Cooler water and air temperatures along with overcast days conjure up a recipe for the coastal plugger and big fish are the main course on the angling menu. These conditions dictate a different approach and a different mentality from the rest of the year. Some things are obvious, slowing down and paying attention to water temps and tides go without saying. The more subtle approach and bait presentation are also high on the list.
At this time of the year many folks revert to slow sinking plugs in order to entice sluggish fish to bite. The slow sinking plugs like Corkies, Catch 5, and others take a little time and patience to master. Another option that is a little more user-friendly is the jerk bait. Many saltwater anglers rarely use these highly effective plugs, but the ones who do often swear by them. I really became a firm believer in how good these plugs work on a late winter trip to Calcasieu. "Man can you believe this water? This is beautiful," said Capt. Johnny Cormier of Orange. Indeed it was beautiful; three feet deep with a mix of heavy oyster and sand that was inhabited by plenty of redfish and a lunker trout or two. As we idled along studying the bottom we began to see fish darting away from the boat, most were redfish.
"Let's get out and wade this" said Cormier grabbing for his gear. "Hold on a minute, let's see if we get one of these out here to bite" was my reply. As Johnny found his wading belt a stout redfish found my offering, a Bill Lewis Slapstick. Needless to say we never made it out of the boat as the redfish continued to chew us up. Occasionally we would move a hundred yards or so until we found more fish but the pattern and the results were the same.

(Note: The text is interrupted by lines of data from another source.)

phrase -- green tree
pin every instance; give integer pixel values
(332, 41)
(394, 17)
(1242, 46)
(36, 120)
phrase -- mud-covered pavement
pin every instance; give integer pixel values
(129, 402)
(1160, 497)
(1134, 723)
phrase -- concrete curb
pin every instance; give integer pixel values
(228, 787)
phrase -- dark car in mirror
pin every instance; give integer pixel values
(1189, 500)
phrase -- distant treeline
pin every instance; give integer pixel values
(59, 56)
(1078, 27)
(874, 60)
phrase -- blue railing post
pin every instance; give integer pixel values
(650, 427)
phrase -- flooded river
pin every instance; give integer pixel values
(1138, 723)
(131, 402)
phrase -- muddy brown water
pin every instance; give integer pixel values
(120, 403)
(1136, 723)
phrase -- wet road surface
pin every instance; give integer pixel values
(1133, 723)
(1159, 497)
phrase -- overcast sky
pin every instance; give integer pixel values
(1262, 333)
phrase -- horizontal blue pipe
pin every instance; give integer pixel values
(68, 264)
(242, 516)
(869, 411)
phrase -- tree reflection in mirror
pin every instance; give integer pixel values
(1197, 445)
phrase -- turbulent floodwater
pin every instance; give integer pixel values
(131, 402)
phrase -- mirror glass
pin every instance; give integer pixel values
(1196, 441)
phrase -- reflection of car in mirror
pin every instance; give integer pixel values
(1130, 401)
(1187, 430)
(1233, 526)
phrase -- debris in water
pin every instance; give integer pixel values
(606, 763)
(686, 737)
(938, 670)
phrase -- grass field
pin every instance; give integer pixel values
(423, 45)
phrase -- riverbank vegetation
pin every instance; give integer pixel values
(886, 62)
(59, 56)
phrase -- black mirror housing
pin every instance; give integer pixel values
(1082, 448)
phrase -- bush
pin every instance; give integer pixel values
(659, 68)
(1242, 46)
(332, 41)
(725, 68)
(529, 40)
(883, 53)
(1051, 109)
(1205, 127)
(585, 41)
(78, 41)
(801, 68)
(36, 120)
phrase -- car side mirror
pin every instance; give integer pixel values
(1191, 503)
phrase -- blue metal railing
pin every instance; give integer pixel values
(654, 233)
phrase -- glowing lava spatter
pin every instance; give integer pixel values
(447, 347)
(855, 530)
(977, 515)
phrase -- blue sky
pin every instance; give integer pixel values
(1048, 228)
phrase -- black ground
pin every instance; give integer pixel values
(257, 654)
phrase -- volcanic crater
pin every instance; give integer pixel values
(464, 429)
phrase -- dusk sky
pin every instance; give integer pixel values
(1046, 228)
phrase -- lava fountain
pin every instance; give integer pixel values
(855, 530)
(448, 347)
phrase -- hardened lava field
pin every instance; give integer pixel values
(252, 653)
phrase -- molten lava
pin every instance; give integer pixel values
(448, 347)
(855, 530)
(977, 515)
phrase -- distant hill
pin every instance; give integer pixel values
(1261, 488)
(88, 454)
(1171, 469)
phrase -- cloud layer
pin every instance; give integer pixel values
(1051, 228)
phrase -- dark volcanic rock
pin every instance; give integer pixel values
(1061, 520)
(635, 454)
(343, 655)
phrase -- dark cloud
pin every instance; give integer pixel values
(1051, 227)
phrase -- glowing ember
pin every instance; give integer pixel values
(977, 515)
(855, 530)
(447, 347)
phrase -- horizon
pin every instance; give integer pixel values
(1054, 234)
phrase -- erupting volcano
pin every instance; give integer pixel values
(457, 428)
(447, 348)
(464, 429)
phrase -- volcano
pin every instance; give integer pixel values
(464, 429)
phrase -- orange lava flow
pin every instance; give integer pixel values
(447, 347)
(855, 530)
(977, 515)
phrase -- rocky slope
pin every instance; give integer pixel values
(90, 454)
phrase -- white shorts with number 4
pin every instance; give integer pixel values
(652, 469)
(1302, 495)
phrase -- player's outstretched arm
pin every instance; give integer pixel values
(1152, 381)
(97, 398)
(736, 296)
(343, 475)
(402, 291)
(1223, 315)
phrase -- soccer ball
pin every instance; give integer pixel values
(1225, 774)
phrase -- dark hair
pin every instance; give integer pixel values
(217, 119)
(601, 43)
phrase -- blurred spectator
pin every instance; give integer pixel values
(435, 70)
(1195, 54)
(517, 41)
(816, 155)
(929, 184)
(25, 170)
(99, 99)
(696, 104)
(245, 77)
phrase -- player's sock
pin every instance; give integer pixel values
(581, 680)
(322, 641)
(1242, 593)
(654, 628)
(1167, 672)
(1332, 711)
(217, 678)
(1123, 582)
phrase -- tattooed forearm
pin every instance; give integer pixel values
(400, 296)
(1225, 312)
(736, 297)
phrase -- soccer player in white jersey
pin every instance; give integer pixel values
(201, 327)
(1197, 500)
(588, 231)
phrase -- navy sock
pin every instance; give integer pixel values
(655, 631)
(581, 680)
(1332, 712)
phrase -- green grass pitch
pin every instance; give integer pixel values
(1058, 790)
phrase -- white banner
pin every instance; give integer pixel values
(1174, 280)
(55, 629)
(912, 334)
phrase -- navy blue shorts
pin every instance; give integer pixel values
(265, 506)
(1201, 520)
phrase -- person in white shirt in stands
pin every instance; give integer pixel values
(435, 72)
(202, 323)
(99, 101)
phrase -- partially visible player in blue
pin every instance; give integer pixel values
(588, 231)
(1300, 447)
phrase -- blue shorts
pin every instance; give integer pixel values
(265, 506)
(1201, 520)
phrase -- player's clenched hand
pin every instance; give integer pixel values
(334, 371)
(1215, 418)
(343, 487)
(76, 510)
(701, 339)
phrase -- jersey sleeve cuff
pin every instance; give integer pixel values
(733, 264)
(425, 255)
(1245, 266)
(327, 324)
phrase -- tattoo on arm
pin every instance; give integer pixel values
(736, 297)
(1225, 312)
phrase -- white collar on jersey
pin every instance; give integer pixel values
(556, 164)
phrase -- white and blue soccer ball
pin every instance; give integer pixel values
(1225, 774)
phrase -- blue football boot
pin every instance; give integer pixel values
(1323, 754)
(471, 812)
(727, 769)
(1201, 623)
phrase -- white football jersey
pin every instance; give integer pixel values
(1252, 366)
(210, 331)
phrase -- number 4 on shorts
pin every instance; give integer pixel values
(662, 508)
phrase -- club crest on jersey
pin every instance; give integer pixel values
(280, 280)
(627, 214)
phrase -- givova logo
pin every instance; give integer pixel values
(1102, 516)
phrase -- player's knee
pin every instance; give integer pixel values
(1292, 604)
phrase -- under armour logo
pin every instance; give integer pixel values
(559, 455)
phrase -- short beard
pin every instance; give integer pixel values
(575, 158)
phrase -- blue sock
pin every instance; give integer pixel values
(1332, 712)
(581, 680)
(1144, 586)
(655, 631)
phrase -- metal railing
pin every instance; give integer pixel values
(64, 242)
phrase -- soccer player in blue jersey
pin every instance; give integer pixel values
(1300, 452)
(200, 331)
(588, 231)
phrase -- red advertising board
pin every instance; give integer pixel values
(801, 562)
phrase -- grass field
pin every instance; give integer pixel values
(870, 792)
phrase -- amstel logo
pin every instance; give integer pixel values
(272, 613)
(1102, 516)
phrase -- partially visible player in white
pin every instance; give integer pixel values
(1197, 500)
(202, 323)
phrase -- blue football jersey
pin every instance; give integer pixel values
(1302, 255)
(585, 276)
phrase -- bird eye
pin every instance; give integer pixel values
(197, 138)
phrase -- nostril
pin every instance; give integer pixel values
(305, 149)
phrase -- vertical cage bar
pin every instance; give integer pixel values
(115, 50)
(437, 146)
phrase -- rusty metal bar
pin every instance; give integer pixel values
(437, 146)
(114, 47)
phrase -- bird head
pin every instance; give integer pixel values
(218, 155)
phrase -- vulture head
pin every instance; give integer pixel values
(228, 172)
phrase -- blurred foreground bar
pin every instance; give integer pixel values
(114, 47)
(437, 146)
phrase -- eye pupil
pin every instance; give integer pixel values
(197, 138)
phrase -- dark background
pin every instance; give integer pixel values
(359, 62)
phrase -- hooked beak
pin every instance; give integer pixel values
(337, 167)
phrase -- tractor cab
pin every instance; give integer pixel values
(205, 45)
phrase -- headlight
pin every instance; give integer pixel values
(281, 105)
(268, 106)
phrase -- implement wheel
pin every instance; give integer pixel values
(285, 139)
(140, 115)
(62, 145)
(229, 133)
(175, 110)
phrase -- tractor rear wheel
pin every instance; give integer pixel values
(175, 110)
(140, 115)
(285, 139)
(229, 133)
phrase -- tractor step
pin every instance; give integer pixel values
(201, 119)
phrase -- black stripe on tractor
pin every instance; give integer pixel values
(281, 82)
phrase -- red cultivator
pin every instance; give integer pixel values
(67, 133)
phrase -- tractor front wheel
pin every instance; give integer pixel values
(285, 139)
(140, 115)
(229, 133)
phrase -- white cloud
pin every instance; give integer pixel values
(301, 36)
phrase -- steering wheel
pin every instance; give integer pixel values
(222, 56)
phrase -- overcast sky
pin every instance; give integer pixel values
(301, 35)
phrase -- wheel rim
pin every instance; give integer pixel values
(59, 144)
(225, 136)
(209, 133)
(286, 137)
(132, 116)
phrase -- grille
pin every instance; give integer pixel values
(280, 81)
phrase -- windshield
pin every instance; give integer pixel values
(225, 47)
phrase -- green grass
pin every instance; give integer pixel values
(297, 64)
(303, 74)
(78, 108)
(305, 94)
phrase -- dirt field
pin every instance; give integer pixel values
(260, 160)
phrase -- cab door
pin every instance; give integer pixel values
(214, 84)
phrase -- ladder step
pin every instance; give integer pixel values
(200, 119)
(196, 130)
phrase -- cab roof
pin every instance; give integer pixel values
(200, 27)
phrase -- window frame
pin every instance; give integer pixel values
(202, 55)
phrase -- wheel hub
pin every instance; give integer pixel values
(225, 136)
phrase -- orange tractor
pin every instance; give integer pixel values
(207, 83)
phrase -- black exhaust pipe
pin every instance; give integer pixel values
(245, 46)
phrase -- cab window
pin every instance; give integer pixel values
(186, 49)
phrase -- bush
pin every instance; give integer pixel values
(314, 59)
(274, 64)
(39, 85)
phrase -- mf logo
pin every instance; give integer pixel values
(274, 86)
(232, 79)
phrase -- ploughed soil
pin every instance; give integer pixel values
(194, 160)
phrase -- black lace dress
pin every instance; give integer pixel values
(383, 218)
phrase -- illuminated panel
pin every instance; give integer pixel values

On that particular trip Johnny and I both tried different options for catching those redfish, a few other lures worked but they always had some kind of drawback. A Corky stayed hung in the shell just like the soft plastics on a jig head. The topwater offerings were refused and you just couldn't cast lighter baits in the wind. The solution was the Slapstick, a diving twitch bait that floats when not being pulled. The Slapstick at rest sits with the head above water and the tail straight down much like a person treading water. Once pulled or retrieved the Slapstick dives to about 2 or 3 feet maximum and rattles like all get out. It will also back up when you run it into structure such as shell, this little pause as it floats back near the surface usually triggers violent strikes. This plug is very castable even in the wind and that rates high on the "user friendly" scale.
The first time I really started throwing the Slapstick was several years ago; Ken Chaumont who fishes Calcasieu with the best of them turned me onto the plug, since then the Slapstick has become a mainstay in my box. Other plugs that fall into this category would be the Storm Thunderstick, Smithwick Rattlin Rogue, and Yo-Zuri Crystal Minnow.
A simple retrieve is all that is needed and the plug will do the rest, the results will speak for themselves. On those days when you just can't get a fish to come up and eat topwater this is the next best thing. Also the fact that most of these plugs float saves you some grief as well when you break off against unseen obstructions like shell. These plugs will usually float to the surface where they can be reclaimed and put to use again.
Rig these lures with a loop knot and you can double the action or wobble that is built in to these shallow running plugs. The seductive side to side movement is difficult for even finicky fish to resist.
The jerk bait is an often overlooked weapon in the saltwater fishing arsenal but during winter this plug can really shine. Give one of these lures a chance and you will be amazed at how easy they are to fish and just how productive they can be under the right circumstances.